Sim, coisas inesperadas ocorreram. Sim, são tempos difíceis. Sim, está impossível continuar de pé. Você sabe disso, eu sei disso, todos nós sabemos disso. Se você não encarar as doces sombras de seu interior e exterior, como poderá encarar a luz interior e exterior? Respire, tome um tempo para si e lembre-se sempre pelo que você é grato, ao invés de se martirizar diariamente e se sabotar, pensando no que podia ser melhor, no que poderia ter mudado... deixe o passado descansar um pouco. Parte do passado vive no presente e é AGORA que você pode mudar as coisas. O Samhain me lembra que algo morreu, deixei algo para trás, algo mudou. Eu fico triste... e alegre! Por que apenas depois de morto, poderei renascer. Apenas depois de deixar algo para trás, poderei encontrar algo pela frente. E apenas depois que algo mudar (no Brasil pedimos tanto por mudança mas não a vivemos nós mesmos, né?) algo mais aprimorado surgirá.

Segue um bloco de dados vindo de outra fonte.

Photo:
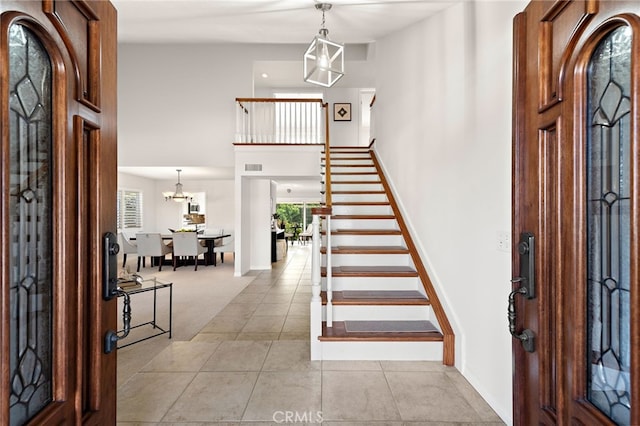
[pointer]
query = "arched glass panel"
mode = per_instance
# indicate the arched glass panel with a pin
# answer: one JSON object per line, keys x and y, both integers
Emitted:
{"x": 608, "y": 226}
{"x": 30, "y": 219}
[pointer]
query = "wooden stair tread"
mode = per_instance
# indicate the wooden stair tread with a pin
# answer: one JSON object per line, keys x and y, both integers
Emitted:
{"x": 363, "y": 216}
{"x": 339, "y": 333}
{"x": 360, "y": 203}
{"x": 370, "y": 271}
{"x": 348, "y": 157}
{"x": 376, "y": 297}
{"x": 353, "y": 173}
{"x": 351, "y": 165}
{"x": 366, "y": 250}
{"x": 363, "y": 232}
{"x": 356, "y": 192}
{"x": 356, "y": 182}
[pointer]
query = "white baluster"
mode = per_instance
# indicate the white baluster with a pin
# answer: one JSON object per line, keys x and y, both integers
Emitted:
{"x": 316, "y": 300}
{"x": 329, "y": 283}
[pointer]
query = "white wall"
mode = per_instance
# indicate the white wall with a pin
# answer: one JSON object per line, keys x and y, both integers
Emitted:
{"x": 253, "y": 196}
{"x": 443, "y": 129}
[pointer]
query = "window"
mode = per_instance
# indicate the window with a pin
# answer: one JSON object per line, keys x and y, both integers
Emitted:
{"x": 129, "y": 209}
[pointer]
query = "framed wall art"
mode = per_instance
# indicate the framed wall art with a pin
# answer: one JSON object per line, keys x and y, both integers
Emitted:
{"x": 341, "y": 112}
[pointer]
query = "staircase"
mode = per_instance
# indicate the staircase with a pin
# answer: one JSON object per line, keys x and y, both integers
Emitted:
{"x": 383, "y": 305}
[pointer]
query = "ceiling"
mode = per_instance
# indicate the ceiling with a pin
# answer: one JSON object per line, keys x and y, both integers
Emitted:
{"x": 261, "y": 21}
{"x": 266, "y": 21}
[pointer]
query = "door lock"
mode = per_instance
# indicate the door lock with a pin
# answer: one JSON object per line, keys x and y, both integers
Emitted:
{"x": 526, "y": 287}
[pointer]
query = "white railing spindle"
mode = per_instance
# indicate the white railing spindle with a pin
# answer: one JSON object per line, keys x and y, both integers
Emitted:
{"x": 316, "y": 287}
{"x": 329, "y": 273}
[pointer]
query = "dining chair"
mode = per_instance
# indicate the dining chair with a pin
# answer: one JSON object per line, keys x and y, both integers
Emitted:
{"x": 126, "y": 247}
{"x": 228, "y": 246}
{"x": 150, "y": 244}
{"x": 187, "y": 244}
{"x": 308, "y": 233}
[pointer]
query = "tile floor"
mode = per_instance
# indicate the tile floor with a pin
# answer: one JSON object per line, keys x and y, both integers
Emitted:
{"x": 250, "y": 366}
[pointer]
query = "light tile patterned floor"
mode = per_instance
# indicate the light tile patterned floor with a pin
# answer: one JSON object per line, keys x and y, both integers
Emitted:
{"x": 250, "y": 366}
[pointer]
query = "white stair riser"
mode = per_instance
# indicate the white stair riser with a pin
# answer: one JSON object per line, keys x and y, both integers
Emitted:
{"x": 336, "y": 168}
{"x": 372, "y": 283}
{"x": 378, "y": 351}
{"x": 342, "y": 154}
{"x": 364, "y": 224}
{"x": 357, "y": 197}
{"x": 351, "y": 178}
{"x": 379, "y": 313}
{"x": 364, "y": 187}
{"x": 362, "y": 209}
{"x": 364, "y": 240}
{"x": 352, "y": 158}
{"x": 369, "y": 260}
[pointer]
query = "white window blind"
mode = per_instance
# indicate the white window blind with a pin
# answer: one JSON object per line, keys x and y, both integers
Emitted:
{"x": 129, "y": 209}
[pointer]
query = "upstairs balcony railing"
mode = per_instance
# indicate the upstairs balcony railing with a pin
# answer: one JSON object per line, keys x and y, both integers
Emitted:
{"x": 280, "y": 121}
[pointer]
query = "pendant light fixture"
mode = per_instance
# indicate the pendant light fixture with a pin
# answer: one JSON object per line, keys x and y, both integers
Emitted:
{"x": 324, "y": 59}
{"x": 178, "y": 196}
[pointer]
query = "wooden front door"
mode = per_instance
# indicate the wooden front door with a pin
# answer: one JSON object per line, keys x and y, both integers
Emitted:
{"x": 58, "y": 198}
{"x": 576, "y": 174}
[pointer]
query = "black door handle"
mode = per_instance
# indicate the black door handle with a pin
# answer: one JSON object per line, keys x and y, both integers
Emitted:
{"x": 526, "y": 287}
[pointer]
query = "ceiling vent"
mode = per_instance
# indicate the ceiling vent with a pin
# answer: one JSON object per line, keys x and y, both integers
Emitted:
{"x": 253, "y": 167}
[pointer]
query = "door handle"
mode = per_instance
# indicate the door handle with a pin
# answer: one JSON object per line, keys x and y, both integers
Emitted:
{"x": 111, "y": 338}
{"x": 110, "y": 289}
{"x": 110, "y": 249}
{"x": 526, "y": 287}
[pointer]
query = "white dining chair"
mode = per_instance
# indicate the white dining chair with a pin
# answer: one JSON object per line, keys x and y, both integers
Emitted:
{"x": 227, "y": 246}
{"x": 186, "y": 244}
{"x": 308, "y": 233}
{"x": 126, "y": 247}
{"x": 150, "y": 244}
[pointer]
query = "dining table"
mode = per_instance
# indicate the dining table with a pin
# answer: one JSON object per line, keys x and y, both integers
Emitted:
{"x": 209, "y": 240}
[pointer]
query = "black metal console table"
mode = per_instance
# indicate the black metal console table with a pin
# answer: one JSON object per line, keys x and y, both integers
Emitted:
{"x": 151, "y": 284}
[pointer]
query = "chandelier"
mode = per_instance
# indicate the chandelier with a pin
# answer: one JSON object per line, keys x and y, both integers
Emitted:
{"x": 178, "y": 196}
{"x": 324, "y": 59}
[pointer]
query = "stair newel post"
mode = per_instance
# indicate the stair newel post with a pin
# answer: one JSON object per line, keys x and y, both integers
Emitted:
{"x": 316, "y": 300}
{"x": 329, "y": 281}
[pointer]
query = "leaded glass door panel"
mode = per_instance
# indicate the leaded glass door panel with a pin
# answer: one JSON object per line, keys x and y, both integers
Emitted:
{"x": 58, "y": 159}
{"x": 576, "y": 173}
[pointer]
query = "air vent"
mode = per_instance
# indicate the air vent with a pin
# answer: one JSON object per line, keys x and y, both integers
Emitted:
{"x": 253, "y": 167}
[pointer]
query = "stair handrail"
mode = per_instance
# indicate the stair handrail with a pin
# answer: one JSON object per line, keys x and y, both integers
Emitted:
{"x": 448, "y": 356}
{"x": 316, "y": 258}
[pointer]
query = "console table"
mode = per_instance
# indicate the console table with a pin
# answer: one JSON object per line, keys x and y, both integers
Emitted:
{"x": 153, "y": 285}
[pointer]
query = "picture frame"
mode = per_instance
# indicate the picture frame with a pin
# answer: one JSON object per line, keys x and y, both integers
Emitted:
{"x": 341, "y": 112}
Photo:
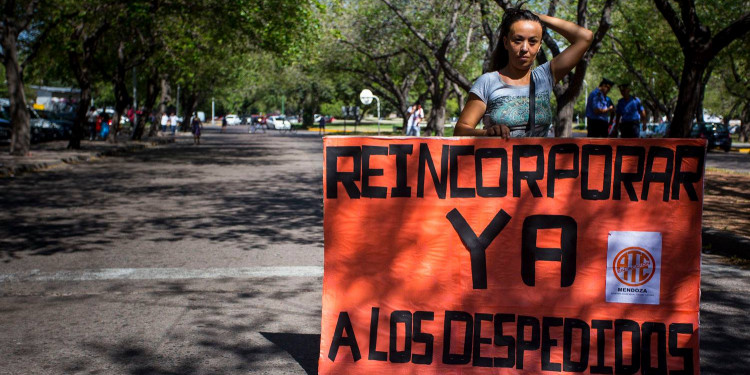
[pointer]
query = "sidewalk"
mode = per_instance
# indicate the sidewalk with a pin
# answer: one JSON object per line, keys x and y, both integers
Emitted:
{"x": 53, "y": 154}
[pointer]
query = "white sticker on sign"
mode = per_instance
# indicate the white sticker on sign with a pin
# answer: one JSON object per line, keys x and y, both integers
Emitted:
{"x": 633, "y": 267}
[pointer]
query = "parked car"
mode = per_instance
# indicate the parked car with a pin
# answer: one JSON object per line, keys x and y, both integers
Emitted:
{"x": 63, "y": 121}
{"x": 233, "y": 120}
{"x": 715, "y": 133}
{"x": 41, "y": 130}
{"x": 278, "y": 122}
{"x": 662, "y": 130}
{"x": 650, "y": 131}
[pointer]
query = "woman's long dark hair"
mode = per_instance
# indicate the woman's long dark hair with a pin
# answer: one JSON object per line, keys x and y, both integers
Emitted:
{"x": 499, "y": 57}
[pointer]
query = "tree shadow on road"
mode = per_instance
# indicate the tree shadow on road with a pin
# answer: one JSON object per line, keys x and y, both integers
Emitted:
{"x": 237, "y": 195}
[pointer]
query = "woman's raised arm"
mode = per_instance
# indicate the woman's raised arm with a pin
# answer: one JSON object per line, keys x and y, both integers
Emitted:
{"x": 579, "y": 38}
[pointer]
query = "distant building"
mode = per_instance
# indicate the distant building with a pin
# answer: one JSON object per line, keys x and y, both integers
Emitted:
{"x": 60, "y": 99}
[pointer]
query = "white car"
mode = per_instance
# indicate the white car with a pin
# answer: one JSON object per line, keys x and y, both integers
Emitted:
{"x": 233, "y": 120}
{"x": 278, "y": 122}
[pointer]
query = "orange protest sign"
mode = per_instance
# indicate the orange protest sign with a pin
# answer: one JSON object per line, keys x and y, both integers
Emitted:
{"x": 525, "y": 256}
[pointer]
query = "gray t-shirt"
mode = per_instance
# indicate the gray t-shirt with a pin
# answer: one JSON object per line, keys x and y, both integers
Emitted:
{"x": 509, "y": 104}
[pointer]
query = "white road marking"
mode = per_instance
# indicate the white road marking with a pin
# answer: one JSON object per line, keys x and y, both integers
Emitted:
{"x": 162, "y": 274}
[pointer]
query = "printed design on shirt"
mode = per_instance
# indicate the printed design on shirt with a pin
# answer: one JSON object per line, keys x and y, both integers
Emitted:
{"x": 513, "y": 111}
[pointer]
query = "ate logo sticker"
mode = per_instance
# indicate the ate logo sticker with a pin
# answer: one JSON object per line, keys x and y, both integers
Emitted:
{"x": 634, "y": 266}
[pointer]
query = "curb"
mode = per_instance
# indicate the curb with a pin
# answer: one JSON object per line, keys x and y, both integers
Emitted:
{"x": 15, "y": 170}
{"x": 725, "y": 243}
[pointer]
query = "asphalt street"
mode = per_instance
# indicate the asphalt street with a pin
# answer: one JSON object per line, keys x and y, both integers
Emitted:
{"x": 185, "y": 259}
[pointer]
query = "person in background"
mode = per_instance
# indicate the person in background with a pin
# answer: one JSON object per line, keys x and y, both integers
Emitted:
{"x": 197, "y": 127}
{"x": 598, "y": 110}
{"x": 500, "y": 98}
{"x": 322, "y": 124}
{"x": 164, "y": 122}
{"x": 416, "y": 114}
{"x": 91, "y": 117}
{"x": 631, "y": 116}
{"x": 173, "y": 122}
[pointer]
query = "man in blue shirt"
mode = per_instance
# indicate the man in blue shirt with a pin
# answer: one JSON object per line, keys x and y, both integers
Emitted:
{"x": 630, "y": 114}
{"x": 598, "y": 110}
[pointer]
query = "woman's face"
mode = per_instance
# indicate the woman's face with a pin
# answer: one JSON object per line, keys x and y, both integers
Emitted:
{"x": 523, "y": 42}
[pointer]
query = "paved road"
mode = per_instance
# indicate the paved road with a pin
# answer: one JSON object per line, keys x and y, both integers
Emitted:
{"x": 204, "y": 260}
{"x": 732, "y": 161}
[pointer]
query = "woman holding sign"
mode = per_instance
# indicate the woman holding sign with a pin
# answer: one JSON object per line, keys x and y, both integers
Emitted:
{"x": 500, "y": 98}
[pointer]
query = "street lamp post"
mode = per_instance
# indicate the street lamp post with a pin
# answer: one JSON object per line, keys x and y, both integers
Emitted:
{"x": 366, "y": 98}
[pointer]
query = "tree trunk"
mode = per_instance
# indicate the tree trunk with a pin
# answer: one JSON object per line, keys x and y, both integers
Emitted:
{"x": 190, "y": 99}
{"x": 440, "y": 95}
{"x": 81, "y": 121}
{"x": 122, "y": 97}
{"x": 163, "y": 100}
{"x": 84, "y": 84}
{"x": 687, "y": 100}
{"x": 152, "y": 93}
{"x": 20, "y": 142}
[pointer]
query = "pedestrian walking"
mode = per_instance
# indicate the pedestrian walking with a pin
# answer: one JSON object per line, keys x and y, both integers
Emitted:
{"x": 173, "y": 122}
{"x": 197, "y": 127}
{"x": 416, "y": 114}
{"x": 91, "y": 117}
{"x": 500, "y": 98}
{"x": 164, "y": 122}
{"x": 630, "y": 114}
{"x": 599, "y": 110}
{"x": 321, "y": 124}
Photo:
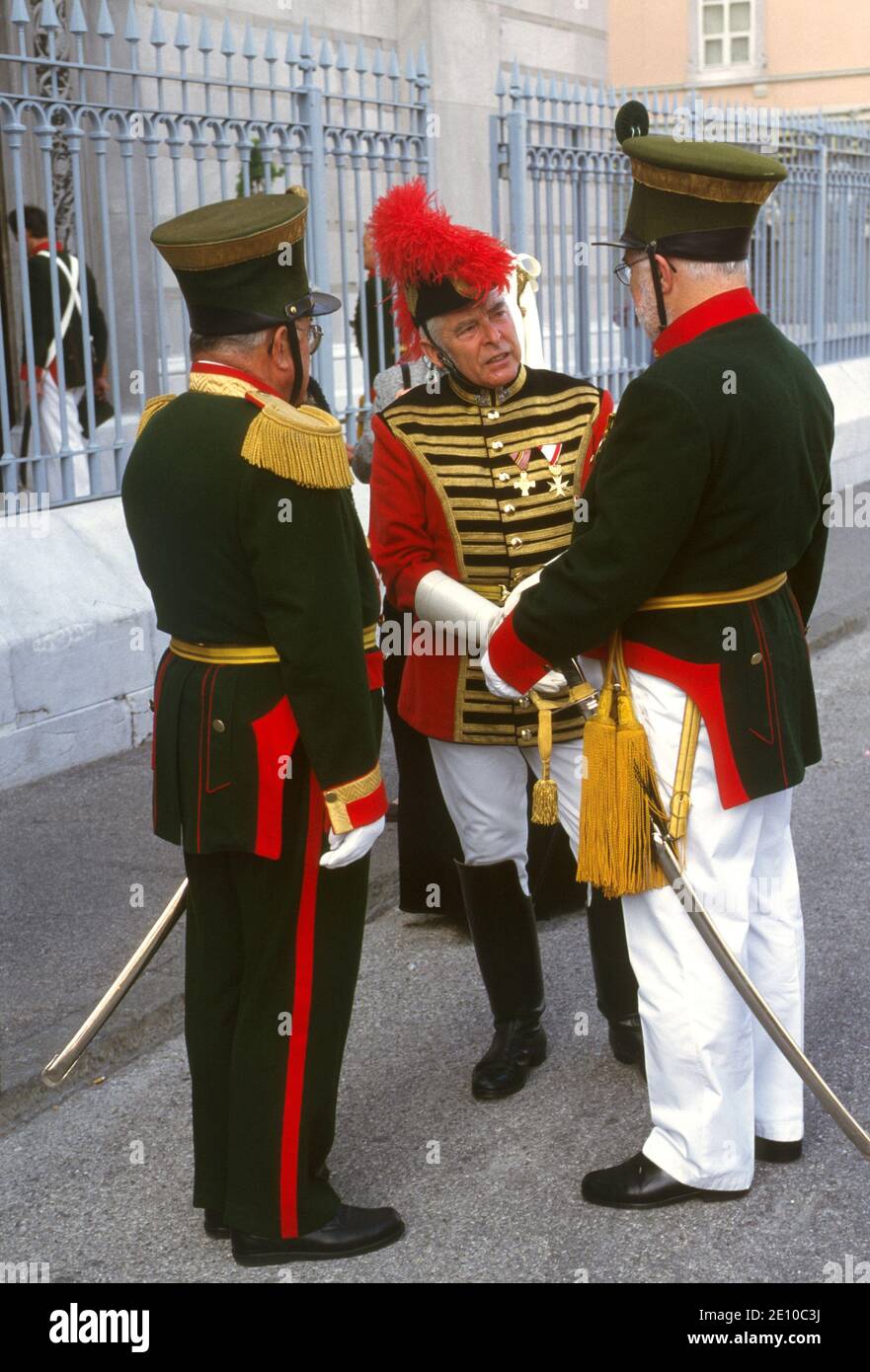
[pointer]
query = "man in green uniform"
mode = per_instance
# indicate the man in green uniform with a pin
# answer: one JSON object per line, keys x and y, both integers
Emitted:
{"x": 694, "y": 576}
{"x": 267, "y": 726}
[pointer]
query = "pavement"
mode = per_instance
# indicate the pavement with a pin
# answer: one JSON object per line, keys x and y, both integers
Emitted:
{"x": 490, "y": 1191}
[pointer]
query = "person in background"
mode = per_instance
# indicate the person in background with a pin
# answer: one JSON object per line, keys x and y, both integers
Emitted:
{"x": 377, "y": 306}
{"x": 53, "y": 408}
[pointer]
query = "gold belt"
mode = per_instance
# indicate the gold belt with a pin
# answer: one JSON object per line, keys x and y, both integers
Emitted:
{"x": 692, "y": 600}
{"x": 696, "y": 598}
{"x": 245, "y": 654}
{"x": 496, "y": 593}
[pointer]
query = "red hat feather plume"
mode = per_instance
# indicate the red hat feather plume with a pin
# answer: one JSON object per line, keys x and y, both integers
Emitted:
{"x": 416, "y": 240}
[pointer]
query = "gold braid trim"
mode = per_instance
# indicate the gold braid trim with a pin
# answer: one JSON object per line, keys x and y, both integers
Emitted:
{"x": 725, "y": 190}
{"x": 305, "y": 445}
{"x": 339, "y": 798}
{"x": 155, "y": 404}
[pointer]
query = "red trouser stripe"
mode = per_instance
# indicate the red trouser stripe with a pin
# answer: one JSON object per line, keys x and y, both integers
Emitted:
{"x": 301, "y": 1016}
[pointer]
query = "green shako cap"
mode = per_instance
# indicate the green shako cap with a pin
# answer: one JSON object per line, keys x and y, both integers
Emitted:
{"x": 693, "y": 199}
{"x": 240, "y": 264}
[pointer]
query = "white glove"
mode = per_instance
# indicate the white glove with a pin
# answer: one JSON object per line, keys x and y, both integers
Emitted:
{"x": 517, "y": 590}
{"x": 355, "y": 844}
{"x": 552, "y": 683}
{"x": 549, "y": 685}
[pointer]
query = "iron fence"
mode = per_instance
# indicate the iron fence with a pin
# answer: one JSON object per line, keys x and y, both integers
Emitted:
{"x": 110, "y": 132}
{"x": 560, "y": 183}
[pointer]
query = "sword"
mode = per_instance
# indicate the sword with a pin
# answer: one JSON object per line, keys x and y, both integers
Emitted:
{"x": 746, "y": 988}
{"x": 63, "y": 1062}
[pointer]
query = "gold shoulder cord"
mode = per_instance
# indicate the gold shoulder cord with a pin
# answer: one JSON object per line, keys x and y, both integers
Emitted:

As bruxas conheciam a ciência antes dela se tornar ciência. A cura pelas ervas (curandeiras), imposição das mãos ou como trazer uma criança ao mundo (parteiras), são exemplos do domínio do oculto que depois a sagrada ciência disse: ok, isso funciona mesmo, parem de perseguir essas mulheres. As bruxas também conheciam a morte e pós-morte e a ciência hoje ainda não conseguiu responder algumas questões. E para compreender a morte, precisamos observar a vida, e mais: precisamos notar o que morre, como morre e se realmente acaba. Temos esse medo (que em meu caso vem das experiências cristãs), de que depois da morte seremos punidos, de que devemos nos comportar porque Deus vê, julga e pune tudo, de que o paraíso não foi feito para mim, mas para pessoas sem graça e sal, que emitem um discurso e fazem na prática as mesmas coisas que eu. Turn down for what! Minhas experiências com Perséfone e Hades me engrandecem ao perceber que o submundo, a minha sombra e coisas que ignoro, são magníficas. E como um personagem meu frisa em Encantados: o inferno não pode te queimar, se você fizer parte dele.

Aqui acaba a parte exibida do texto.